Navy SEAL To Plead Not Guilty To War Crimes, Including Killing ISIS Teen

January 4, 2019

Updated at 11:35 a.m. ET

Edward Gallagher was a decorated 19-year Navy veteran on his eighth tour of duty. And military prosecutors say that while serving in Mosul, Iraq, in 2017, he snapped.

Gallagher plans to plead not guilty to multiple charges of war crimes at his arraignment hearing Friday at Naval Base San Diego, attorney Phillip Stackhouse told NPR.

Prosecutors say the Navy SEAL fired indiscriminately into Iraqi crowds. They say he shot an elderly man carting a water jug in Mosul, as well as a girl walking along a riverbank there, the AP reported. They also say Gallagher fatally stabbed an injured teenage Islamic State prisoner while another U.S. medic was working to save his life.

“I got him with my hunting knife”

According to the charge sheet, Gallagher is accused of committing premeditated murder against the wounded teen by “stabbing him in the neck and body with a knife.” At a November preliminary hearing, prosecutors elaborated: After Iraqis called in an airstrike on a building, they captured a wounded ISIS fighter who was about 15 years old, Naval Criminal Investigative Service Special Agent Joe Warpinski told the court, according to the military trade publication Task & Purpose. The Iraqis turned the fighter over to the Navy SEALs, and medics began treating him for shrapnel in his left leg and difficulty breathing.

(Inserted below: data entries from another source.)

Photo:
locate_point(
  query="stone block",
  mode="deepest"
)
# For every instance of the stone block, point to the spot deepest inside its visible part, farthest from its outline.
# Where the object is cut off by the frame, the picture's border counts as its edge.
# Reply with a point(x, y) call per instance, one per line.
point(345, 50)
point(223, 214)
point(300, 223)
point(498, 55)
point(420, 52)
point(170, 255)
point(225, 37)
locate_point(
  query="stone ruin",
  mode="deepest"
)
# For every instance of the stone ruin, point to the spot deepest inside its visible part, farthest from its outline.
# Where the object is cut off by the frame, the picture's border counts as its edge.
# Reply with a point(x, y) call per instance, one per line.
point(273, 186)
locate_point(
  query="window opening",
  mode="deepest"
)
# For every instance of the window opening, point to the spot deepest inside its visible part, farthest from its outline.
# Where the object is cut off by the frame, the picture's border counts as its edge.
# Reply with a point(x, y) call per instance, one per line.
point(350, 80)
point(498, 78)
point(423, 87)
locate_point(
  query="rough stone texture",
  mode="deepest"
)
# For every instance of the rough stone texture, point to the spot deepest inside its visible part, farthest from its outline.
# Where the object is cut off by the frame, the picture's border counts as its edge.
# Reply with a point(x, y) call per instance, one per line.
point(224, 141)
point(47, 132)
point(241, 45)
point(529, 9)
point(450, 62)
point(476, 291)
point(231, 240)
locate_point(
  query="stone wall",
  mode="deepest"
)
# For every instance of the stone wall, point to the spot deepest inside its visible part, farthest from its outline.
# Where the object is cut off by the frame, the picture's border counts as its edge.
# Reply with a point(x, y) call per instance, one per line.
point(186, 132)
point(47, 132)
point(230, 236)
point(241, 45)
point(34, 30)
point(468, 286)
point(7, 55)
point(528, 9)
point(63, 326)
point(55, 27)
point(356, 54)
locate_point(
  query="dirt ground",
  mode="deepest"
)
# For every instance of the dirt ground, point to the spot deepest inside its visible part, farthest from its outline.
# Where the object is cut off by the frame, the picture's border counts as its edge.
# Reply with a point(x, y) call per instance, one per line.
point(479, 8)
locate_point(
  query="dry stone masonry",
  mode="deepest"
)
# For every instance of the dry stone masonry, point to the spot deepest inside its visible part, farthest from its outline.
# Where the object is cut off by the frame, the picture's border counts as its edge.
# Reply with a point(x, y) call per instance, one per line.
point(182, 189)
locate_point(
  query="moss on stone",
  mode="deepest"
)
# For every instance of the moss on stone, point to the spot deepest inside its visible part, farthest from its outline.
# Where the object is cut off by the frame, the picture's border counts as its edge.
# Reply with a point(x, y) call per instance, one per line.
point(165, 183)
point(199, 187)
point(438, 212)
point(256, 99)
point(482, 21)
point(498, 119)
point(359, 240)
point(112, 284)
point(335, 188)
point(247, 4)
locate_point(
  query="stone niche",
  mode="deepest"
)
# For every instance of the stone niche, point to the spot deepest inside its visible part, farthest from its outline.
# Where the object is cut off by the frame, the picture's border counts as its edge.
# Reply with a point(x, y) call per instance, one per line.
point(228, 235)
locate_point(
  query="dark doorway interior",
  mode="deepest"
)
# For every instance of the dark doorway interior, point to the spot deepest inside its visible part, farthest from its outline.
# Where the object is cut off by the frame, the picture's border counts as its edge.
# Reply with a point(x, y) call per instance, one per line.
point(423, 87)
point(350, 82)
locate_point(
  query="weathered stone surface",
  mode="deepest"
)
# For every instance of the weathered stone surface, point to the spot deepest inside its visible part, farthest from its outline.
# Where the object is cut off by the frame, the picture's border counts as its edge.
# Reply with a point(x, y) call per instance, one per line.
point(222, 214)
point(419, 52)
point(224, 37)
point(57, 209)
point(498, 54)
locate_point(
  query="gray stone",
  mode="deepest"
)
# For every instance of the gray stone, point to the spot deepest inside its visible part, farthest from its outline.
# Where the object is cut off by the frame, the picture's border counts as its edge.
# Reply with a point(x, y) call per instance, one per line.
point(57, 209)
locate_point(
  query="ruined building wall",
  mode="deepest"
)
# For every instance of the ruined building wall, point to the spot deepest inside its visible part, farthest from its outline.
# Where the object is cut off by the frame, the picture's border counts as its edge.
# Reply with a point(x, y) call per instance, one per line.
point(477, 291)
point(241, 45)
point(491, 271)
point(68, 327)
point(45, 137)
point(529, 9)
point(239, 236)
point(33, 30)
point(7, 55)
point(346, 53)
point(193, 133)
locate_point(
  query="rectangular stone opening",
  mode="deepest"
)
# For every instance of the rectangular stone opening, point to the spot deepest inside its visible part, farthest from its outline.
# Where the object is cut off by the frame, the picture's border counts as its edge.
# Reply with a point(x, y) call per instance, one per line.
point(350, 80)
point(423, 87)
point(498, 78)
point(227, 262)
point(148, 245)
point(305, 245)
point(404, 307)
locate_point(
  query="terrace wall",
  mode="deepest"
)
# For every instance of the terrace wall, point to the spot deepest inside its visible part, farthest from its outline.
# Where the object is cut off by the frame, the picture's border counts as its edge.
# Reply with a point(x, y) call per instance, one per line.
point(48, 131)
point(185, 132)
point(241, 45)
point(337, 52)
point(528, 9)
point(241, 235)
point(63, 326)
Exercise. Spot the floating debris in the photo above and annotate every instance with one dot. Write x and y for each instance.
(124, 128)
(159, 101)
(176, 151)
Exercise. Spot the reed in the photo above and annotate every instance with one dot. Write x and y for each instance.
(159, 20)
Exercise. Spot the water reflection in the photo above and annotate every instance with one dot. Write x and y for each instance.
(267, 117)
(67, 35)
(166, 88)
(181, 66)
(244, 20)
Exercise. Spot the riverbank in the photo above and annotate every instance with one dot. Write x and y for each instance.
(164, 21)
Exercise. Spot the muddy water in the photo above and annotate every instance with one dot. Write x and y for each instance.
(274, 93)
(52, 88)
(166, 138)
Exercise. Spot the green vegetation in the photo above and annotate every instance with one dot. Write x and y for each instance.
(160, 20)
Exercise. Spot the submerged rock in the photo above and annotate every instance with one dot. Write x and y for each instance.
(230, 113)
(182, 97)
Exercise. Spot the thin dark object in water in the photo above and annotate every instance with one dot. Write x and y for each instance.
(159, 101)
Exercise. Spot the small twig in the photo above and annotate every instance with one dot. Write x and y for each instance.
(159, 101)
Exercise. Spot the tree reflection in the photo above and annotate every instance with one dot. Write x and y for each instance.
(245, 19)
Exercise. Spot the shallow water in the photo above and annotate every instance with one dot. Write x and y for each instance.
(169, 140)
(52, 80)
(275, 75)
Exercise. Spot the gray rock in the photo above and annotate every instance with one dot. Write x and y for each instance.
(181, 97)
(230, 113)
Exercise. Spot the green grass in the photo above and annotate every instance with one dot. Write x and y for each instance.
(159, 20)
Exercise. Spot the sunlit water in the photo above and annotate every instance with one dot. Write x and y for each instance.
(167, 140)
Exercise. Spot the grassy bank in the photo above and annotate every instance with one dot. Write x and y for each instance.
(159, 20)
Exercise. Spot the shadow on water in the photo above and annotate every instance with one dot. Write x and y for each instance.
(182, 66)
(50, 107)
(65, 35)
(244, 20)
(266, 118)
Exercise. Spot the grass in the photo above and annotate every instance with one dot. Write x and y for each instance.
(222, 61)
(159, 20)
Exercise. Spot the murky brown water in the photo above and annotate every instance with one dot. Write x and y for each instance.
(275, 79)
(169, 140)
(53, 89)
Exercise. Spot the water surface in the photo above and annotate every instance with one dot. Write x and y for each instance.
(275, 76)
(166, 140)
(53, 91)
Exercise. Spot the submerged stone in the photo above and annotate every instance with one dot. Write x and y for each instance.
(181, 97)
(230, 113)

While one SEAL medic was treating the teen, Navy investigators say Gallagher walked up without saying a word, took out a handmade knife, and stabbed the teen several times in the head and neck, the medic told military investigators, according to The New York Times. Afterward, Gallagher posed for photos next to the body, prosecutors said.

Gallagher then completed his re-enlistment ceremony next to the body, prosecutors allege. Later, Gallagher allegedly texted one of the photos to a fellow SEAL, along with the text: “I got him with my hunting knife.”

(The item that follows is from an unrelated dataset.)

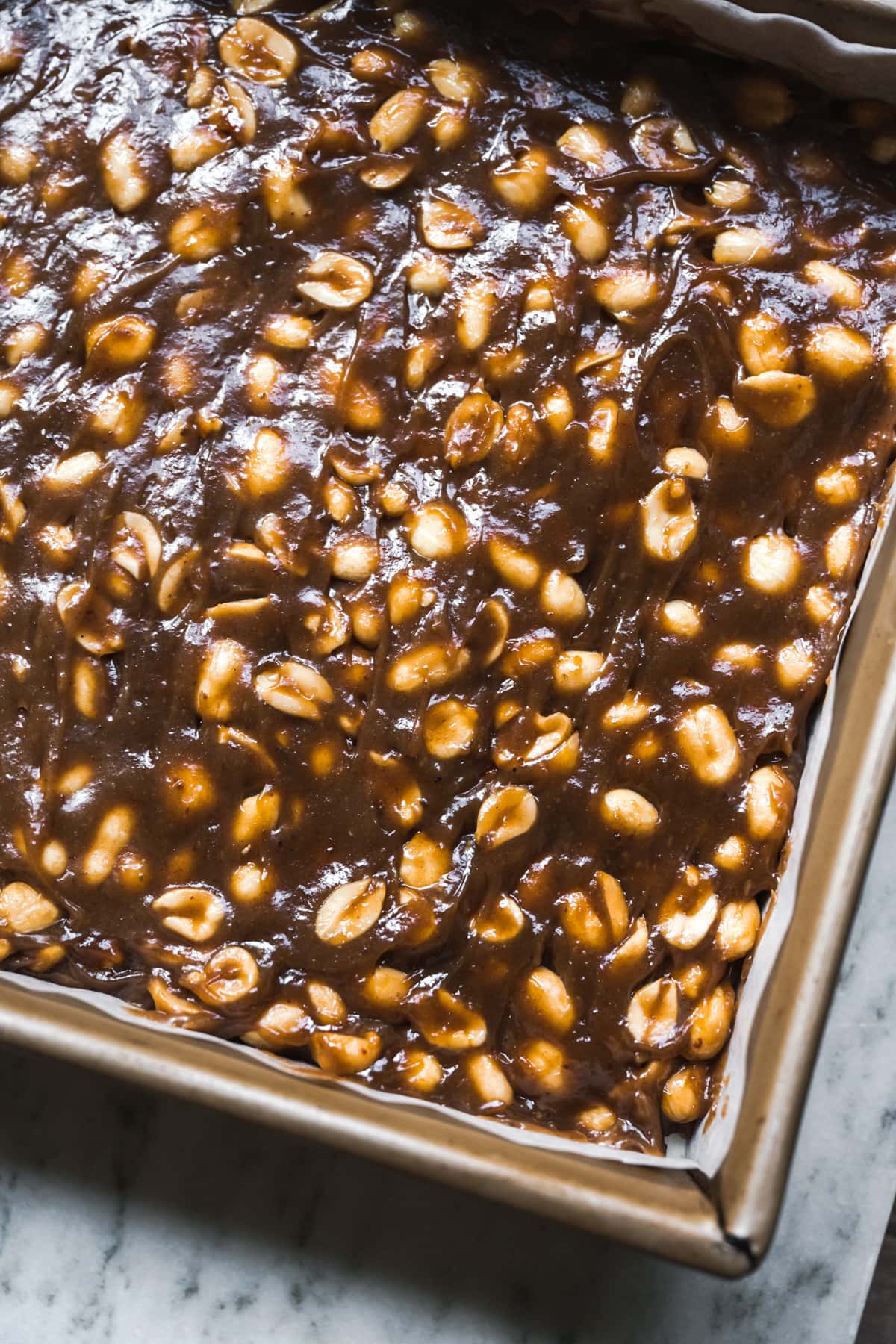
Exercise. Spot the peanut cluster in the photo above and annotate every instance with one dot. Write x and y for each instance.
(432, 491)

Prosecutors say there were three eyewitnesses, according to Task & Purpose. Gallagher’s attorney told the court the teen died from injuries from the airstrike, despite Gallagher’s attempt to save him, the AP reported.

Additional charges

One month after that alleged incident, while Gallagher was stationed with a sniper rifle in a tower near the Tigris River, prosecutors say he allegedly shot and wounded an elderly Iraqi citizen walking along a road and carrying a water jug. In July 2017, he allegedly shot a young girl from the same location. Some SEALs were so concerned about his actions, investigators said, that they tampered with his rifle to make it less accurate. They would even fire warning shots to clear areas of civilians, investigators said.

The Navy arrested Gallagher in September to stop him from intimidating witnesses, prosecutors said. During the November hearing, Navy prosecutor Chris Czaplak said Gallagher had damaged the reputation of the United States, the Times reported.

“Does the public still believe we are the good guys, because Chief Gallagher decided to act like the monster the terrorists accuse us of being?” Czaplak said. “He handed ISIS propaganda manna from heaven. His actions are everything ISIS says we are.”

If convicted, Gallagher faces up to life in prison.

“This is not who Eddie is,” his wife, Andrea Gallagher, told the Times in November. “He is a lifesaver. He is that guy who runs into the burning building when other people are running out.”

Stackhouse previously told NBC that witnesses provided conflicting statements, and that “if we are allowed to present our case, at the end of the day, Eddie will be acquitted of the charges.” In November Stackhouse told the Times that the SEALs who made the allegations against Gallagher were disgruntled because they couldn’t meet his demanding standards. “I promise you, we will call many more SEALs who will say none of this ever happened,” Stackhouse said.

In December, Stackhouse told Fox News he would “very much appreciate the president taking a look at Eddie Gallagher’s case.”